Both are forwarded verbatim through the ZeroMQ/CBOR stream to every downstream consumer (writer, republished analysis, viewers), so they are the recommended channel for facility- or beamline-specific provenance (proposal, operator, optics state, per-image trigger info, …) that has no dedicated API field.

Persisting selected values to HDF5. header_appendix is normally not written to the master file. As an exception, if it contains a key hdf5 whose value is a JSON object of scalars (strings and numbers — no arrays or nested objects), the writer stores each entry under /entry/user/<key>.

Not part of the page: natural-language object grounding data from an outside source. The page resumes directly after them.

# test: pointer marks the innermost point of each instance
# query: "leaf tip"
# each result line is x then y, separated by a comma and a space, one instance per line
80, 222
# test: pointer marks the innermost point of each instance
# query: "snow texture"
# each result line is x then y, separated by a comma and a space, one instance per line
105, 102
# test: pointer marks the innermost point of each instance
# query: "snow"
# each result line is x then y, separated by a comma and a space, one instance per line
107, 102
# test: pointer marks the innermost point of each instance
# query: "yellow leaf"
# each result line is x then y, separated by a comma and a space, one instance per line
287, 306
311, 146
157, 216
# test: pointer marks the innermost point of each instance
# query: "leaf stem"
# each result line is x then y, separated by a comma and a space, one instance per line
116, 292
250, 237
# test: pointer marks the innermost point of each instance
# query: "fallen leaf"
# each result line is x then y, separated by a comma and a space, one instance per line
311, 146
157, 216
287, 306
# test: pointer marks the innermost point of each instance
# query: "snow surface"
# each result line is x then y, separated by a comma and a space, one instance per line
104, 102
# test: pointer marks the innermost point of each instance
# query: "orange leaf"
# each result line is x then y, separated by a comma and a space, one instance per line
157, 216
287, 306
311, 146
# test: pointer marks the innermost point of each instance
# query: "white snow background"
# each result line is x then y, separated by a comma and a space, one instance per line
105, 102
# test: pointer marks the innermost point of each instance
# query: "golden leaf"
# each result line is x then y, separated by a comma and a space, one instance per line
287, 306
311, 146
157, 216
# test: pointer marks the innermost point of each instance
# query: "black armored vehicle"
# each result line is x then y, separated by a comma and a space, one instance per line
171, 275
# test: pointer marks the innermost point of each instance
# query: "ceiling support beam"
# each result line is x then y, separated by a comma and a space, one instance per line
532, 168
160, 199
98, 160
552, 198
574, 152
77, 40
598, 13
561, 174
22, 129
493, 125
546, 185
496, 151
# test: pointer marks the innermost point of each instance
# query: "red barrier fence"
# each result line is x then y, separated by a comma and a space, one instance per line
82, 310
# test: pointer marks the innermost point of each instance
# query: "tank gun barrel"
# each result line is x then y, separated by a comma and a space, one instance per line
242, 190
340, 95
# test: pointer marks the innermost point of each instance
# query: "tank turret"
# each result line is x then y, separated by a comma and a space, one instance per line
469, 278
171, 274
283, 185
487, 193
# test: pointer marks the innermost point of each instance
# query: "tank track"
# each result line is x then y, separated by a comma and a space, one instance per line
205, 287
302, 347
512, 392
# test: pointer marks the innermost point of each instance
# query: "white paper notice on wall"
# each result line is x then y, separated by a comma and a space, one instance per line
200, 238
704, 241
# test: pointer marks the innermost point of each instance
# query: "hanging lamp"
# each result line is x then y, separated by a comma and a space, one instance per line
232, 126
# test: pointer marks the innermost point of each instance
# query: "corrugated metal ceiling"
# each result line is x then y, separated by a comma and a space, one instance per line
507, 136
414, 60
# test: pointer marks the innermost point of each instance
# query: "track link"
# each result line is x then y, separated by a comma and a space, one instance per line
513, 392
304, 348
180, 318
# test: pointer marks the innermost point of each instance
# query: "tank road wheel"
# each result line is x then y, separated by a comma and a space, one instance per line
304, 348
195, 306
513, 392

For example, a /start request containing:

{
  "header_appendix": {
    "proposal": "p20001",
    "operator": "jdoe",
    "hdf5": { "beamline": "X06SA", "ring_mode": "top-up", "attenuator_foils": 2 }
  },
  "image_appendix": { "trigger_source": "external" }
}

forwards the whole header_appendix as user_data.user on the start message and {"trigger_source": "external"} as user_data on every image message, and writes three scalars into the master file:

/entry/user/beamline          = "X06SA"
/entry/user/ring_mode         = "top-up"
/entry/user/attenuator_foils  = 2

5. Notes

  • Units are written as the HDF5 units attribute on the dataset (e.g. m, eV, deg, Angstrom, Angstrom^-1, Angstrom^2, pixel, s).
  • Sentinels. Missing per-image values are NaN (floats) or -1/0 (integer indices); image pixels use INTx_MIN / UINTx_MAX.
  • Master vs data file. In legacy/VDS formats the analysis arrays physically live in the data files; the master file links to them (external links in legacy, virtual datasets in VDS). In the integrated format there are no data files and everything is in one place.
  • CXI / CrystFEL. /entry/MX follows the CXI peak-list convention; see CXI file format.